A wider trend towards online
Simon Winchester, author of The Meaning of Everything: The Story of the Oxford English Dictionary, said the Oxford University Press's move away from print editions of the dictionary "reflects an inevitability" and is part of a growing trend of readers moving away from printed books toward digital editions and electronic e-readers like the Kindle or the iPad.
Dictionary-users are increasingly turning to the internet for their answers
"I think the electronic book is going to achieve ascendancy over the printed book, and I think that the printed book is just starting now to vanish," Winchester said. Though he owns three sets of the printed version of the Oxford English Dictionary, he said he relies on the digital version. "On my iPad, I've used the OED twice if not three times today. But I never ever go to the hardback version. It sits there on the shelf gathering dust, looking beautiful, but I never use it."
Online dictionary keeps better pace
The move away from printed dictionaries could also be helping to create a more accessible OED, and one that evolves better alongside the language that it documents, said Charlotte Brewer, Professor of English Language and Literature at Oxford University and author of Treasure-House of the Language: the Living OED .
"When the first dictionaries were produced in the Victorian period, the Edwardian period in the UK, there were all sorts of assumptions about what was proper to go into a dictionary – so words to do with sex, and the body, sometimes didn't get in or sometimes were defined in a way that we would regard as inadequate," she said.
Many of the quotations used in older editions of the OED were drawn from historical and literary sources. Now, Brewer said, "the lexicographers can use the web, they can use Google, they have access to an enormous variety of language online, they can instantly access a far broader range of sources. In this way…it's likely to become more democratic."

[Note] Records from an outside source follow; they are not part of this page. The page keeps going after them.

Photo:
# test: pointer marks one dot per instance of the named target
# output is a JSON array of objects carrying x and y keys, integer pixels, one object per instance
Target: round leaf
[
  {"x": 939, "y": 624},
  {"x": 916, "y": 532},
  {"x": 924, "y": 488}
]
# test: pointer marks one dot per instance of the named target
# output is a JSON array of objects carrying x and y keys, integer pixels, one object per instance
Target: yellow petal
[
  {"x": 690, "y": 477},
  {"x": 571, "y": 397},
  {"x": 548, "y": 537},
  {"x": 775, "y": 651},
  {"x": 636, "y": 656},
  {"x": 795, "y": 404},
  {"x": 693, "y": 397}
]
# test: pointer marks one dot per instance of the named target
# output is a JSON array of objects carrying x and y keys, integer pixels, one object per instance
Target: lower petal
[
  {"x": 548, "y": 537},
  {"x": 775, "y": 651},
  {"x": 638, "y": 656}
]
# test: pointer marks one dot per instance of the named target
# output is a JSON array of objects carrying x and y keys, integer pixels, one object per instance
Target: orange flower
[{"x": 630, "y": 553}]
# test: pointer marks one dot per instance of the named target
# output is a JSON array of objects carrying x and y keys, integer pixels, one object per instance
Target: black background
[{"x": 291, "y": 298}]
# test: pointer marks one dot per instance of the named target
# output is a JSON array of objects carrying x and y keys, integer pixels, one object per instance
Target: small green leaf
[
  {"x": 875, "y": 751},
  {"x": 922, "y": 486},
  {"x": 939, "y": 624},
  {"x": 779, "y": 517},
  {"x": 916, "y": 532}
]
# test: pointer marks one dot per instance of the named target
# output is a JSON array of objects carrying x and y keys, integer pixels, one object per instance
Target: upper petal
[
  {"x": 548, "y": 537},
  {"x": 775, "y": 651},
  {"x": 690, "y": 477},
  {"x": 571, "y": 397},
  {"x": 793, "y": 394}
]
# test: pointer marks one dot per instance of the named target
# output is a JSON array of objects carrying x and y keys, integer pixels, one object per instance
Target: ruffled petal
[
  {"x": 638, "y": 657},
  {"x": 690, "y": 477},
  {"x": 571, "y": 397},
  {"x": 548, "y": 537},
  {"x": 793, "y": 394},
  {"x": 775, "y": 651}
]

The internet offers lexicographers a broader range of sources to draw upon
An 'absolutely enormous' undertaking
Almost one third of a million entries were contained in the second version of the OED, published in hard copy in 1989. Since then, a team of 80 lexicographers have been working on the third edition, though they have completed only 28 percent of the dictionary.
"We're talking about an absolutely enormous amount of data, which in its last printed form occupied 20 volumes," Brewer said. She said the third edition of the dictionary would likely be even larger.
"I think the point is that the cost of this work would be unbelievable - you know, you have to wonder who could possibly afford to buy it," Brewer said.
With the most recent edition weighing in at a hefty 62.9 kilos, an electronic version of edition three would not only be lighter on the hip pocket – it would also be easier on the back.